Tacoma Muslims celebrated the end of their holy month with prayer, food and a piñata for the kids.

Members of the Mas’Alah Muslim Center celebrated Eid al-Fitr on Tuesday. The holiday marks the end of Ramadan, the month-long period of worship and repentance in which Muslims abstain from food or drink from sunrise to sunset.

“I want to celebrate, to just be with the community,” said Emad Ahmed, who attended Tuesday’s ceremony with his two sons, Amro and Ahmed. The boys, ages 3 1/2 and 6, didn’t skip eating, but their father strictly followed the rules of the fast.

Ahmed and his sons are immigrants from Northern Sudan, and while he’s been in the U.S. for 2 1/2 half years, the boys have spent only a month in the states.

Their family is not alone. The Hilltop-based center has welcomed immigrants from around the Muslim world, including Pakistan, Saudi Arabia, Syria and Yemen.

The center has also attracted a large following of African-American converts in Tacoma.

About 20 members of the center took part in the morning prayer on a basketball court outside McCarver Elementary School. Several others joined them later for a barbecue meal, gifts for the children and more prayers throughout the day.

Abdlateef Godfry converted to Islam in 2002, three months after serving a 90-day prison sentence for driving without a license and unpaid traffic tickets.

Godfry said he saw the positive impact Islam had on many family members. He said it was their example that inspired him to convert.

“It’s a beautiful life,” Godfry said.

Many of the same reasons attracted Rasheedah Shahdid. The 81-year-old former small business owner converted to Islam when she was 15 and living in New York.

Shahdid, 81, said she was drawn to the religion after seeing to positive effects it had on her community. The local Mosque taught young people basic home education skills like how to cook and clean, while also teaching lessons from the Kuran.

“It taught you how to take care of yourself,” she said.

Shahdid said she could not take part in this year’s month-long fast because of her high blood pressure and problems with her kidneys.

“I couldn’t do it, I couldn’t go without fluid that long,” she said, dressed in a white silk dress waiting for prayers to begin.

She said Eid holds special significance for Muslims across the globe, as it represents a reward from God and the ending of a sacred month.

Tuesday’s 10 a.m. prayer was a small group compared to years past.
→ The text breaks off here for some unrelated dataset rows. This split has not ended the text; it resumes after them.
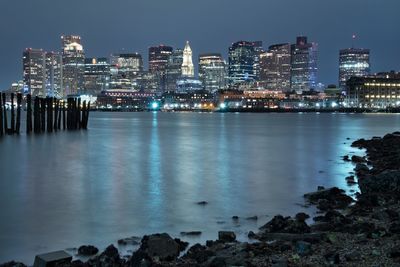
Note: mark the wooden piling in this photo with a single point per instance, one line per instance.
(28, 114)
(18, 123)
(36, 115)
(5, 114)
(1, 116)
(12, 127)
(42, 114)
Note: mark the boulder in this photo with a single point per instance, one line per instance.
(226, 236)
(87, 250)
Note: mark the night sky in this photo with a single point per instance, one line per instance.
(109, 26)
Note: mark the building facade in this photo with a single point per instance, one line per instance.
(73, 60)
(353, 62)
(275, 67)
(158, 61)
(303, 65)
(212, 72)
(242, 62)
(375, 91)
(34, 71)
(174, 69)
(97, 75)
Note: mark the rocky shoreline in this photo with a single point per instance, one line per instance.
(346, 232)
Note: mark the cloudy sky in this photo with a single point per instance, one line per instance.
(108, 26)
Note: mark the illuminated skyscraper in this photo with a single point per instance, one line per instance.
(73, 59)
(174, 69)
(127, 71)
(53, 74)
(158, 60)
(303, 65)
(34, 68)
(212, 71)
(275, 67)
(187, 65)
(242, 62)
(97, 75)
(353, 62)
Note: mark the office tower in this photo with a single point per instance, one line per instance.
(303, 65)
(242, 62)
(73, 59)
(174, 69)
(212, 71)
(34, 71)
(127, 69)
(97, 75)
(187, 64)
(54, 76)
(158, 60)
(353, 62)
(275, 67)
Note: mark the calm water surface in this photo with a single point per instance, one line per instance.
(138, 173)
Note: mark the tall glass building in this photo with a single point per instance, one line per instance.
(242, 62)
(174, 69)
(158, 60)
(34, 71)
(303, 65)
(275, 67)
(73, 59)
(97, 75)
(127, 71)
(353, 62)
(212, 71)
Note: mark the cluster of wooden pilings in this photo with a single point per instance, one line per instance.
(43, 114)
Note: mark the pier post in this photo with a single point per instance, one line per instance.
(19, 103)
(28, 114)
(1, 116)
(5, 114)
(12, 129)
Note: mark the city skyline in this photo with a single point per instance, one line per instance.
(135, 32)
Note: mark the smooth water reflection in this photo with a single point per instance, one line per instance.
(138, 173)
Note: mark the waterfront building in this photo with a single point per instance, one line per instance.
(34, 72)
(97, 75)
(73, 64)
(303, 65)
(53, 84)
(212, 71)
(353, 62)
(275, 67)
(188, 85)
(174, 69)
(242, 62)
(375, 91)
(158, 61)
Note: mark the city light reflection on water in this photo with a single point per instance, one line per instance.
(139, 173)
Many local Muslims already took part in the lunar-based Eid ceremonies Monday night, said Bayyan Muhammad, the imam at the center. Traditionally, Ramadan begins and ends when followers of the faith see the crest of the moon.
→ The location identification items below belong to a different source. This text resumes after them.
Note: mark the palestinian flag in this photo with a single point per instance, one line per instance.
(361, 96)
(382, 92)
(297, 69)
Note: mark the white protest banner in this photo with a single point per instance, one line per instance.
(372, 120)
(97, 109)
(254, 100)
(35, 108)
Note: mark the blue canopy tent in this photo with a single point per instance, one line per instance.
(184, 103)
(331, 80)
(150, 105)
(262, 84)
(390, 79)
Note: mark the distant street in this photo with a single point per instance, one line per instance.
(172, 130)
The local celebration stood in sharp contrast to communities in restive parts of the Muslim world, including the Gaza Strip, where three weeks of fighting between Israel and Hamas have killed more than 1,000 Gazans and displaced tens of thousands others. Israel has seen more than 40 soldiers and three civilians killed.

Internationally, the mood was subdued among Muslims coping with tragedies such as car bombings in Baghdad, Malaysian aircraft disasters and the displacement of more than 1 million Syrian refugees in Lebanon.
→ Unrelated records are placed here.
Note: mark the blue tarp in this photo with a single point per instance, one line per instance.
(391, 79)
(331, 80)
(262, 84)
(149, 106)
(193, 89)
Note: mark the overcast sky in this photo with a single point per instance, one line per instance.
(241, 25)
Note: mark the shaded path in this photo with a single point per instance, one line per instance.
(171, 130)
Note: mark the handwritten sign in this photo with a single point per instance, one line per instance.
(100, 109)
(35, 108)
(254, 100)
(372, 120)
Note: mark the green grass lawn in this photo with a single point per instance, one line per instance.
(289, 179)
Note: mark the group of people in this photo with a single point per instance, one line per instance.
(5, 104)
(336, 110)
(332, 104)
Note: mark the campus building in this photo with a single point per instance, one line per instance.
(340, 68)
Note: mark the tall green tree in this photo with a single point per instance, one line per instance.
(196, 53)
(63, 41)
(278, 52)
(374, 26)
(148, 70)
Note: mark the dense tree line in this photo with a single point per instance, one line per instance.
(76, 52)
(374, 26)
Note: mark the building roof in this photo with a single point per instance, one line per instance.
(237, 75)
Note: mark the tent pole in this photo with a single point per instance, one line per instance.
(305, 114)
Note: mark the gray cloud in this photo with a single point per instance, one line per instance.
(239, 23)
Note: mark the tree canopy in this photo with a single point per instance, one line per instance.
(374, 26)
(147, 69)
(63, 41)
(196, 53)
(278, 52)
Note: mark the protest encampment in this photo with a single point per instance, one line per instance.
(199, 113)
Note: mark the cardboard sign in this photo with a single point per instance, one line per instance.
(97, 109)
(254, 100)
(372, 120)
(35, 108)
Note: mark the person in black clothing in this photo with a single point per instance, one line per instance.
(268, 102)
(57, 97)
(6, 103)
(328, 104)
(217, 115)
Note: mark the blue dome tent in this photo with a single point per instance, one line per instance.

“Eid has no flavor here at all,” said Umm Ammar, who fled her country three years ago with her family and now lives in an encampment in Lebanon’s eastern Bekaa Valley. “We want to celebrate Eid in Syria, in our homes.”

Despite the violence in the world, Muhammad stressed the message of peace and welcoming other religions.

“We can’t be fighting with each other and siding with each other,” the Tacoma imam said. “We should all go out and remake the world, ‘cause it needs help.”